Commit 54a611b6 authored by Liam R. Howlett's avatar Liam R. Howlett Committed by Andrew Morton

Maple Tree: add new data structure

Patch series "Introducing the Maple Tree"

The maple tree is an RCU-safe range based B-tree designed to use modern
processor cache efficiently.  There are a number of places in the kernel
that a non-overlapping range-based tree would be beneficial, especially
one with a simple interface.  If you use an rbtree with other data
structures to improve performance or an interval tree to track
non-overlapping ranges, then this is for you.

The tree has a branching factor of 10 for non-leaf nodes and 16 for leaf
nodes.  With the increased branching factor, it is significantly shorter
than the rbtree so it has fewer cache misses.  The removal of the linked
list between subsequent entries also reduces the cache misses and the need
to pull in the previous and next VMA during many tree alterations.

The first user that is covered in this patch set is the vm_area_struct,
where three data structures are replaced by the maple tree: the augmented
rbtree, the vma cache, and the linked list of VMAs in the mm_struct.  The
long term goal is to reduce or remove the mmap_lock contention.

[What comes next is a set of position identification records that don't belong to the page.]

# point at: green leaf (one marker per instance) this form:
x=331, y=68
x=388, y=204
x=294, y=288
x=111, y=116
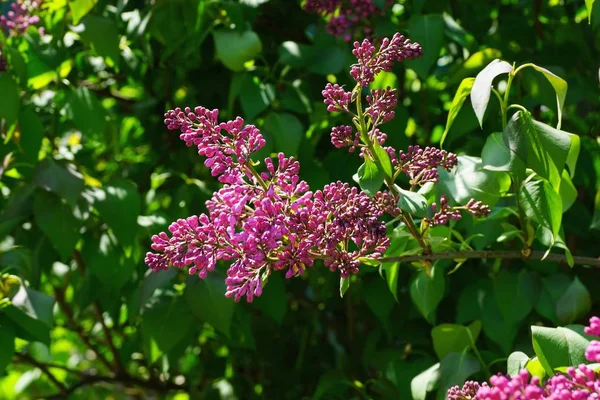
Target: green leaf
x=516, y=362
x=234, y=49
x=80, y=8
x=9, y=100
x=449, y=338
x=542, y=148
x=32, y=133
x=166, y=323
x=559, y=347
x=541, y=203
x=370, y=178
x=412, y=202
x=378, y=299
x=574, y=304
x=35, y=304
x=24, y=326
x=470, y=180
x=294, y=54
x=107, y=262
x=482, y=87
x=119, y=206
x=56, y=220
x=287, y=132
x=455, y=368
x=344, y=285
x=255, y=97
x=206, y=298
x=102, y=34
x=65, y=182
x=516, y=294
x=560, y=88
x=463, y=91
x=495, y=156
x=426, y=291
x=589, y=5
x=426, y=381
x=86, y=112
x=428, y=31
x=273, y=302
x=7, y=345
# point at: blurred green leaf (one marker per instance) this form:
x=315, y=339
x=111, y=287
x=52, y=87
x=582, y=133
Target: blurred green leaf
x=65, y=182
x=56, y=220
x=102, y=34
x=234, y=49
x=207, y=301
x=119, y=206
x=449, y=338
x=574, y=304
x=9, y=101
x=427, y=291
x=80, y=8
x=428, y=31
x=370, y=178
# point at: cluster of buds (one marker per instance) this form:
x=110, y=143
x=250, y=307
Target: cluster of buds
x=577, y=383
x=443, y=213
x=20, y=17
x=347, y=18
x=263, y=221
x=421, y=165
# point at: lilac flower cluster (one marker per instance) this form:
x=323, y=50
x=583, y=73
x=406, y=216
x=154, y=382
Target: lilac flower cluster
x=19, y=18
x=347, y=17
x=263, y=221
x=372, y=61
x=578, y=383
x=421, y=165
x=443, y=212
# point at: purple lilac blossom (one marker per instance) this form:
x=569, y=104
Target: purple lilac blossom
x=19, y=18
x=263, y=221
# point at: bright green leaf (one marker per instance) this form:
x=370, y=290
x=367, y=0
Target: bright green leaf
x=482, y=87
x=461, y=95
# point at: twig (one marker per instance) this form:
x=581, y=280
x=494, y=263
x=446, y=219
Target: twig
x=64, y=391
x=494, y=254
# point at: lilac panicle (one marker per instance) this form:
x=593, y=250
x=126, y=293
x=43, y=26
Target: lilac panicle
x=19, y=18
x=264, y=221
x=347, y=17
x=372, y=61
x=578, y=383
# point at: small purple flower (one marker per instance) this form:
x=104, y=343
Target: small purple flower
x=382, y=104
x=336, y=98
x=19, y=18
x=421, y=165
x=371, y=62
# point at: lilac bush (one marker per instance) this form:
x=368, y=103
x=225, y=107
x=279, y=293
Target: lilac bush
x=270, y=220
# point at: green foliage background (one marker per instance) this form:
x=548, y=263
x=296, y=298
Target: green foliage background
x=90, y=172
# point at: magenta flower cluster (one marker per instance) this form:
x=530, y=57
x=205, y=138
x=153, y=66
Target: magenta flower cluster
x=19, y=18
x=263, y=221
x=347, y=18
x=577, y=383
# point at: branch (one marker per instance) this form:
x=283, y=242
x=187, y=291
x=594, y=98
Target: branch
x=492, y=254
x=44, y=368
x=123, y=379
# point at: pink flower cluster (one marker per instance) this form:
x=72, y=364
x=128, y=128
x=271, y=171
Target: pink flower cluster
x=578, y=383
x=263, y=221
x=347, y=17
x=19, y=18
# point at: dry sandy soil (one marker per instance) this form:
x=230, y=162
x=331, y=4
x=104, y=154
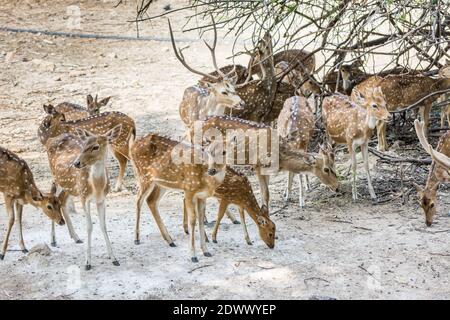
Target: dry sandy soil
x=332, y=249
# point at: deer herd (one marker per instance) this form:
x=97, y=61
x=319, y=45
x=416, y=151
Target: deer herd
x=275, y=97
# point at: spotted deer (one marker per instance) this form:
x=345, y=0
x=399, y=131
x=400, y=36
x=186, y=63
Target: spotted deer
x=401, y=91
x=352, y=124
x=19, y=188
x=214, y=95
x=55, y=124
x=78, y=166
x=439, y=171
x=236, y=190
x=159, y=166
x=74, y=111
x=296, y=125
x=239, y=133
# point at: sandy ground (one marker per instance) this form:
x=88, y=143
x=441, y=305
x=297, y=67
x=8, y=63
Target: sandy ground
x=332, y=249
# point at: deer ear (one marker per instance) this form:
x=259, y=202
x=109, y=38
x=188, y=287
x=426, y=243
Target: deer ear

The plan is to get to the point where we use the maple tree in RCU mode.
Readers will not block for writers.  A single write operation will be
allowed at a time.  A reader re-walks if stale data is encountered.  VMAs
would be RCU enabled and this mode would be entered once multiple tasks
are using the mm_struct.

Davidlor said

: Yes I like the maple tree, and at this stage I don't think we can ask for
: more from this series wrt the MM - albeit there seems to still be some
: folks reporting breakage.  Fundamentally I see Liam's work to (re)move
: complexity out of the MM (not to say that the actual maple tree is not
: complex) by consolidating the three complimentary data structures very
: much worth it considering performance does not take a hit.  This was very
: much a turn off with the range locking approach, which worst case scenario
: incurred in prohibitive overhead.  Also as Liam and Matthew have
: mentioned, RCU opens up a lot of nice performance opportunities, and in
: addition academia[1] has shown outstanding scalability of address spaces
: with the foundation of replacing the locked rbtree with RCU aware trees.

A similar work has been discovered in the academic press

	https://pdos.csail.mit.edu/papers/rcuvm:asplos12.pdf

Sheer coincidence.  We designed our tree with the intention of solving the
hardest problem first.  Upon settling on a b-tree variant and a rough
outline, we researched ranged based b-trees and RCU b-trees and did find
that article.  So it was nice to find reassurances that we were on the
right path, but our design choice of using ranges made that paper unusable
for us.

This patch (of 70):

The maple tree is an RCU-safe range based B-tree designed to use modern
processor cache efficiently.  There are a number of places in the kernel
that a non-overlapping range-based tree would be beneficial, especially
one with a simple interface.  If you use an rbtree with other data
structures to improve performance or an interval tree to track
non-overlapping ranges, then this is for you.

The tree has a branching factor of 10 for non-leaf nodes and 16 for leaf
nodes.  With the increased branching factor, it is significantly shorter
than the rbtree so it has fewer cache misses.  The removal of the linked
list between subsequent entries also reduces the cache misses and the need
to pull in the previous and next VMA during many tree alterations.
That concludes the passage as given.